We will use Python package “mir_eval” [2] to evaluate the accuracy of a transcription by computing COnPOff, COnP and COn metrics described in [3]. These metrics compute the maximum number of groundtruth notes that are corrected transcribed. Each note in groundtruth can only be matched with one transcribed note, and vice versa. Three rules are utilized to determine if two notes are matched with each other: 1. The onset difference is less than the threshold (100ms in this competition). 2. The pitch difference is less than the threshold (50 cents in this competition). 3. The offset difference is less than the threshold defined by max(50ms, 0.2* duration of groundtruth note) in this competition. Two notes should satisfy all three conditions above to be considered as “correctly transcribed” in COnPOff metric. However, COnP only requires the two notes to satisfy (1) and (2), while COn only requires the two notes to satisfy (1). We will compute the f1-score of COnPOff, COnP and COn on each song. The final results reported are the average f1-score of the three metrics. In fact, the COnPOff metric is the same as the evaluation metrics of “note tracking” subtask in MIREX “Multiple Fundamental Frequency Estimation & Tracking” task. The only difference is that the onset threshold is set to 100ms instead of 50ms due to the difficulty of labeling (and maybe, transcribing) onset of singing voice. Also, we will report another metric proposed by ourselves, the “shifted COn” metric. To compute this metric, a sub-optimal algorithm is used to automatically shift the whole prediction of a song. After finding out the proper time shift, we will then compute COn metric between the shifted prediction file and the groundtruth. The result of this COn is named as “shifted COn”.

Submission Format

Input Format

Sample rate: 44.1 KHz Sample size: 16 bit Number of channels: 2 (stereo) Encoding: WAV

Output Format

The algorithm should output a plain text file. Each line represents a note, which contains three numbers: onset, offset and score pitch. Onset and offset are in seconds, while score pitch should be an integer MIDI number in semitones. An example output file is shown next: 0.131 0.355 64 0.355 0.896 64 0.896 1.141 62 1.888 2.333 62

Since the vocal part is monophonic, in the groundtruth, the offset of one note is always not greater than the onset of the next note, i.e., there is no note overlapping. Also, the duration of a note is always positive. That is, the offset time of a note is always larger than the onset time of the same note. We strongly suggest the submitted algorithms to follow these rules.

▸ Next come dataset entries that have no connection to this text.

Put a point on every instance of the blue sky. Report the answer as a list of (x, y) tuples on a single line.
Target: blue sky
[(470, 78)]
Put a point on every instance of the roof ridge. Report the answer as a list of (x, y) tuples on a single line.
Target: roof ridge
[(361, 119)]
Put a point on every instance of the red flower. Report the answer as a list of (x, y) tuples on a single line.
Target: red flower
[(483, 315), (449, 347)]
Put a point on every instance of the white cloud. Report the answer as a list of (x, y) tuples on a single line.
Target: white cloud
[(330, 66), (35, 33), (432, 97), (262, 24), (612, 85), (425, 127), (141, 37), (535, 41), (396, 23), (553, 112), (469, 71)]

Command line calling format

The submitted algorithm must take as arguments a SINGLE .wav file to perform the singing transcription on as well as the full output path and filename of the output file. The ability to specify the output path and file name is essential. Denoting the input .wav file path and name as %input and the output file path and name as %output, a program called “main” could be called from the command-line as follows:

./main %input %output

Time limits

The time limit is 24 hours. In 24 hours, the algorithm should transcribe all 294 songs in RWC dataset and Cmedia dataset, of which the total duration is about 20hr.


[1] Masataka Goto, Hiroki Hashiguchi, Takuichi Nishimura, and Ryuichi Oka: “RWC Music Database: Popular, Classical, and Jazz Music Databases,” Proceedings of the 3rd International Conference on Music Information Retrieval (ISMIR 2002), pp.287-288, October 2002.

[2] C. Raffel, B. McFee, E. J. Humphrey, J. Salamon, O. Nieto, D. Liang, and D. P. W. Ellis, “mir_eval: A Transparent Implementation of Common MIR Metrics,” in Proceedings of the 15th International Conference on Music Information Retrieval, 2014.

[3] E. Molina, A. M. Barbancho-Perez, L. J. Tardón, I. Barbancho-Perez: “Evaluation Framework for Automatic Singing Transcription,” in Proceedings of the 15th International Society for Music Information Retrieval Conference (ISMIR 2014), pp.567-572, October 2014.